Re: Group commit, revised - Mailing list pgsql-hackers

From Robert Haas
Subject Re: Group commit, revised
Date
Msg-id CA+Tgmoa+jrb_vXckcExZNOzJcLJBaXq-RVoJhMbRtyZdaQMSMg@mail.gmail.com
Whole thread Raw
In response to Re: Group commit, revised  (Peter Geoghegan <peter@2ndquadrant.com>)
Responses Re: Group commit, revised
List pgsql-hackers
On Thu, Jan 19, 2012 at 10:46 PM, Peter Geoghegan <peter@2ndquadrant.com> wrote:
> On 19 January 2012 17:40, Robert Haas <robertmhaas@gmail.com> wrote:
>> I don't know what you mean by this.  I think removing wal_writer_delay
>> is premature, because I think it still may have some utility, and the
>> patch removes it.  That's a separate change that should be factored
>> out of this patch and discussed separately.
>
> FWIW, I don't really care too much if we keep wal_writer_delay,
> provided it is only used in place of the patch's
> WALWRITER_NORMAL_TIMEOUT constant. I will note in passing that I doubt
> that the effect with asynchronous commits and hint bits is pronounced
> enough to have ever transferred through to someone making a practical
> recommendation to reduce wal_writer_delay to ameliorate clog
> contention.

It was very visible in some benchmarking Heikki did, and I was able to
reproduce it.

>> Yeah, I guess the shutdown sequence could get a bit complex if we try
>> to make everyone go through the WAL writer all the time.  But I wonder
>> if we could rejiggering things somehow so that everything goes through
>> WAL writer if its dead.
>
> I'm not sure what you mean by this last bit. It sounds a bit hazardous.

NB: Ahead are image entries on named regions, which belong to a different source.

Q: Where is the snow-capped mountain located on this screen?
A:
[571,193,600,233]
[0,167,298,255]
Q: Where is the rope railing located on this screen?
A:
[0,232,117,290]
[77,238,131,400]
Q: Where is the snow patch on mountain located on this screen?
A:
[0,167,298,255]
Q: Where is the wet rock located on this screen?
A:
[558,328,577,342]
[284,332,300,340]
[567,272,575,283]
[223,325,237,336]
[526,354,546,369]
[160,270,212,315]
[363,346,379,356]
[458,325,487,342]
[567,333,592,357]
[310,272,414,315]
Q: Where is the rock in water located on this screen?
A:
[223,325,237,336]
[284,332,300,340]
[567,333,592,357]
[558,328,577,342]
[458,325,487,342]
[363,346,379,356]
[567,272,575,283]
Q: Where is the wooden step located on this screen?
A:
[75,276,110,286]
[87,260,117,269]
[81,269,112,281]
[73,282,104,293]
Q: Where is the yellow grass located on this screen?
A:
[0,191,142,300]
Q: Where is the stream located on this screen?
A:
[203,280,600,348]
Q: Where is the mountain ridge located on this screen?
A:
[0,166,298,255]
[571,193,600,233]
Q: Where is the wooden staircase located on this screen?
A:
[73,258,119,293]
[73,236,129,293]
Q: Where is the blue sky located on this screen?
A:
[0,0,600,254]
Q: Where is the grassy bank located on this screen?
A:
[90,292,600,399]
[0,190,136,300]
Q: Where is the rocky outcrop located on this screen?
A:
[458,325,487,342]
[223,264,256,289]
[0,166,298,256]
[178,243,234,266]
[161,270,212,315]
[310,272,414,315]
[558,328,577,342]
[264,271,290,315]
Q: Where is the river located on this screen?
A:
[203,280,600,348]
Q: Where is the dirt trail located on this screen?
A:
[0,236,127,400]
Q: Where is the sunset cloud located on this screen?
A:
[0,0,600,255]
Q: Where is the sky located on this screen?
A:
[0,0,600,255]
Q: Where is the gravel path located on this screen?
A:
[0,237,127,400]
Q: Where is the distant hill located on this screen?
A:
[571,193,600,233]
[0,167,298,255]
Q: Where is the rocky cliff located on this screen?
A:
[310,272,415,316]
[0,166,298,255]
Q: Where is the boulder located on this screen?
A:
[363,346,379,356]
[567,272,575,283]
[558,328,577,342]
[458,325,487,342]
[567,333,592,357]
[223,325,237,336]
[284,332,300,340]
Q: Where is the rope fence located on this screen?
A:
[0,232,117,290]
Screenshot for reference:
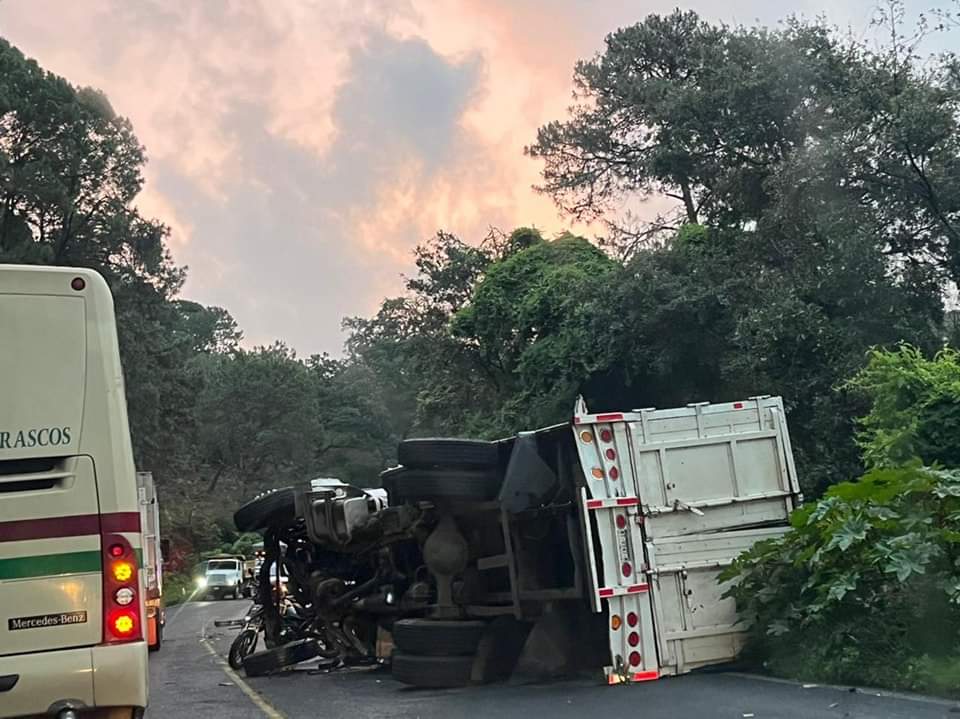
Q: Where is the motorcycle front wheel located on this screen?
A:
[227,629,258,669]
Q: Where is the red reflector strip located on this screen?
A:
[587,497,640,509]
[100,512,140,534]
[597,582,650,599]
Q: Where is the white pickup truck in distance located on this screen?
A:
[200,557,244,599]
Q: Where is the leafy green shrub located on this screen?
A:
[163,574,197,607]
[847,345,960,467]
[722,464,960,693]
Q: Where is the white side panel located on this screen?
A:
[647,527,787,674]
[573,397,799,682]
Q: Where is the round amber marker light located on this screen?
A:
[113,562,133,582]
[113,614,133,634]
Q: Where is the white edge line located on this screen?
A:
[200,637,286,719]
[723,672,960,707]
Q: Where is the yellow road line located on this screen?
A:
[200,638,287,719]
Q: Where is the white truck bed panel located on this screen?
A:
[647,527,786,674]
[574,397,800,681]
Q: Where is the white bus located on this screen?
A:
[0,265,147,719]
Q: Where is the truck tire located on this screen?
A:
[233,487,297,532]
[243,639,320,677]
[383,468,502,504]
[393,619,487,657]
[397,438,500,469]
[227,629,260,671]
[391,652,474,689]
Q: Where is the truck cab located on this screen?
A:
[201,557,244,599]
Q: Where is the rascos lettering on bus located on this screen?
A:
[0,427,70,449]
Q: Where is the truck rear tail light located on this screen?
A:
[110,561,136,584]
[101,534,143,644]
[108,610,140,639]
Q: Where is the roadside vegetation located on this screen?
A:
[0,3,960,691]
[724,346,960,696]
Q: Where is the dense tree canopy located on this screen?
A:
[0,11,960,546]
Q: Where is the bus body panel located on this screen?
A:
[0,265,147,717]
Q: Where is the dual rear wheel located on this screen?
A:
[392,619,487,688]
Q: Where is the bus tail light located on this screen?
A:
[101,534,143,644]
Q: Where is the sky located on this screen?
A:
[0,0,947,355]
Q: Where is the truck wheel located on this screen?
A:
[243,639,320,677]
[391,652,474,689]
[383,468,502,504]
[233,487,297,532]
[393,619,487,657]
[397,439,500,469]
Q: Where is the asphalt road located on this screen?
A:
[147,601,960,719]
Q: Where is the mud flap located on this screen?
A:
[498,432,557,514]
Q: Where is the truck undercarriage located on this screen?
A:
[235,398,796,686]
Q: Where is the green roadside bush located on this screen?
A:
[722,345,960,696]
[722,466,960,695]
[163,574,197,607]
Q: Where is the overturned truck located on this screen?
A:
[236,396,800,687]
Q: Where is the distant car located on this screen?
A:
[198,557,244,599]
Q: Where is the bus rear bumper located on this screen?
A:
[0,642,147,717]
[92,641,149,707]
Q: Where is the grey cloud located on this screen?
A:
[333,34,480,173]
[161,35,479,353]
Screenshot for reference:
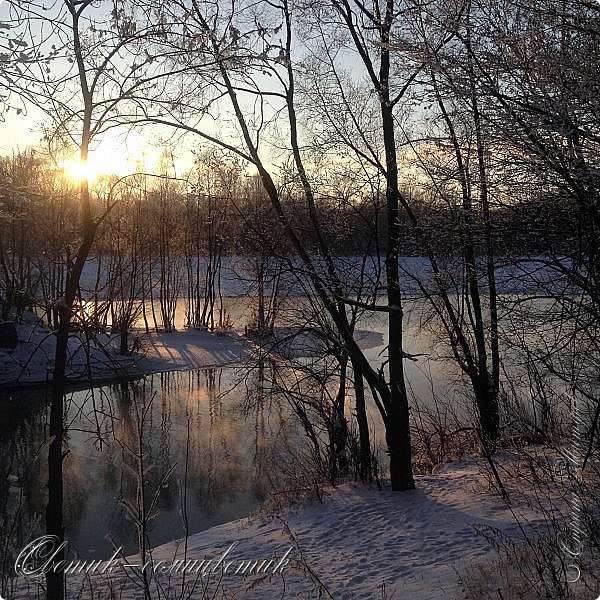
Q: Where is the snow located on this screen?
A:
[0,323,251,385]
[11,459,541,600]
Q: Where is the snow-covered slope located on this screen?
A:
[11,459,538,600]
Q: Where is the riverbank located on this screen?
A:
[0,322,252,387]
[11,457,564,600]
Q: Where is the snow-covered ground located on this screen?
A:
[9,459,552,600]
[0,324,251,385]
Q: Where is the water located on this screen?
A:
[0,365,303,558]
[0,300,476,576]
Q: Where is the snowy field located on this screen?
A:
[0,325,251,385]
[4,459,560,600]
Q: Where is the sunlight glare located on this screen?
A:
[61,152,139,183]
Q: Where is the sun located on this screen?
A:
[60,151,139,183]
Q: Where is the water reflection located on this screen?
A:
[0,364,302,575]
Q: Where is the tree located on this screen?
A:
[134,0,414,490]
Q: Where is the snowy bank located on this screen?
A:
[0,324,251,386]
[10,459,552,600]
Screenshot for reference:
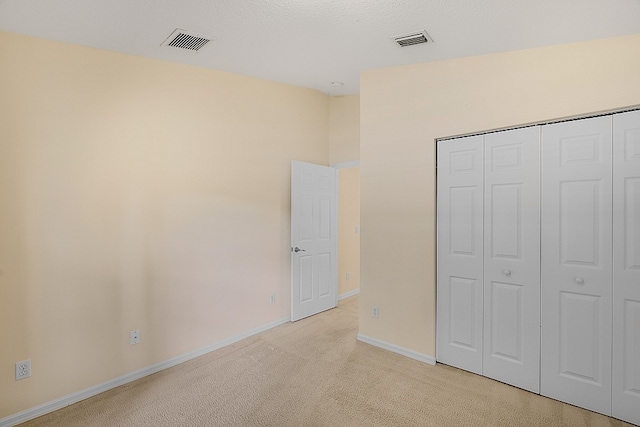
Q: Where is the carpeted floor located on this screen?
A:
[22,297,631,427]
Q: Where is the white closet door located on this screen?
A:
[540,116,612,414]
[612,111,640,425]
[483,126,540,393]
[437,136,484,373]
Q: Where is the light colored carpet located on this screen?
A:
[18,297,631,427]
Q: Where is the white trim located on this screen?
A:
[0,316,290,427]
[331,160,360,169]
[358,334,436,366]
[338,288,360,301]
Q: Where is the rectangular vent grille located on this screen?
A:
[162,29,212,51]
[393,31,433,47]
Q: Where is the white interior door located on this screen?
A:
[291,161,338,321]
[612,111,640,425]
[540,116,612,414]
[436,136,484,374]
[482,126,540,393]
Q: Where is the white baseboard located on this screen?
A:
[358,334,436,366]
[0,316,291,427]
[338,289,360,301]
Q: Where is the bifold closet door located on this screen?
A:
[540,116,612,414]
[612,111,640,425]
[482,126,540,393]
[436,136,484,374]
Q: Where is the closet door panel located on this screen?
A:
[437,137,484,373]
[540,116,612,415]
[612,111,640,425]
[483,127,540,393]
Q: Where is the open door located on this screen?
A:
[291,161,338,321]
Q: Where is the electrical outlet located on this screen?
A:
[129,329,140,345]
[371,305,380,319]
[16,359,31,381]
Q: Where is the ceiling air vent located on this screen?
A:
[393,31,433,47]
[161,29,213,51]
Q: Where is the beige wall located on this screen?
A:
[360,35,640,356]
[338,167,360,295]
[329,95,360,165]
[0,33,329,418]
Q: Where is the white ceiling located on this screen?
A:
[0,0,640,95]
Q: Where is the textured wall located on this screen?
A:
[0,33,329,418]
[338,167,360,295]
[360,35,640,356]
[329,95,360,165]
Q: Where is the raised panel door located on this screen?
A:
[291,161,338,320]
[540,116,612,415]
[483,126,540,393]
[436,136,484,373]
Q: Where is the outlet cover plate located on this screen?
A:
[16,359,31,381]
[371,305,380,319]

That last "if" was supposed to say "unless", which may contribute to
the confusion.

> My problem with nominating a backend to the status of an auxiliary is
> that no matter what way you cut it, it increases the failure surface
> area, so to speak.

I think that's the wrong way of thinking about it.  Imagine this: we
maintain a queue of people who are waiting on the current WAL flush,
the current-flush-to LSN, and a queue of people who are waiting on the
next WAL flush, and a leader.  All this data is protected by a
spinlock.  When you want to flush WAL, you grab the spinlock.  If the
current-flush-to LSN is greater than the LSN you need, you add
yourself to the waiting-on-current-flush queue, release the spinlock,
and go to sleep.  Otherwise, if there's no leader, you become the
leader, enter your flush LSN as the current-flush-to-LSN, and release
the spinlock.  If there is a leader, you add yourself to the
waiting-on-next-flush queue, release the spinlock, and sleep.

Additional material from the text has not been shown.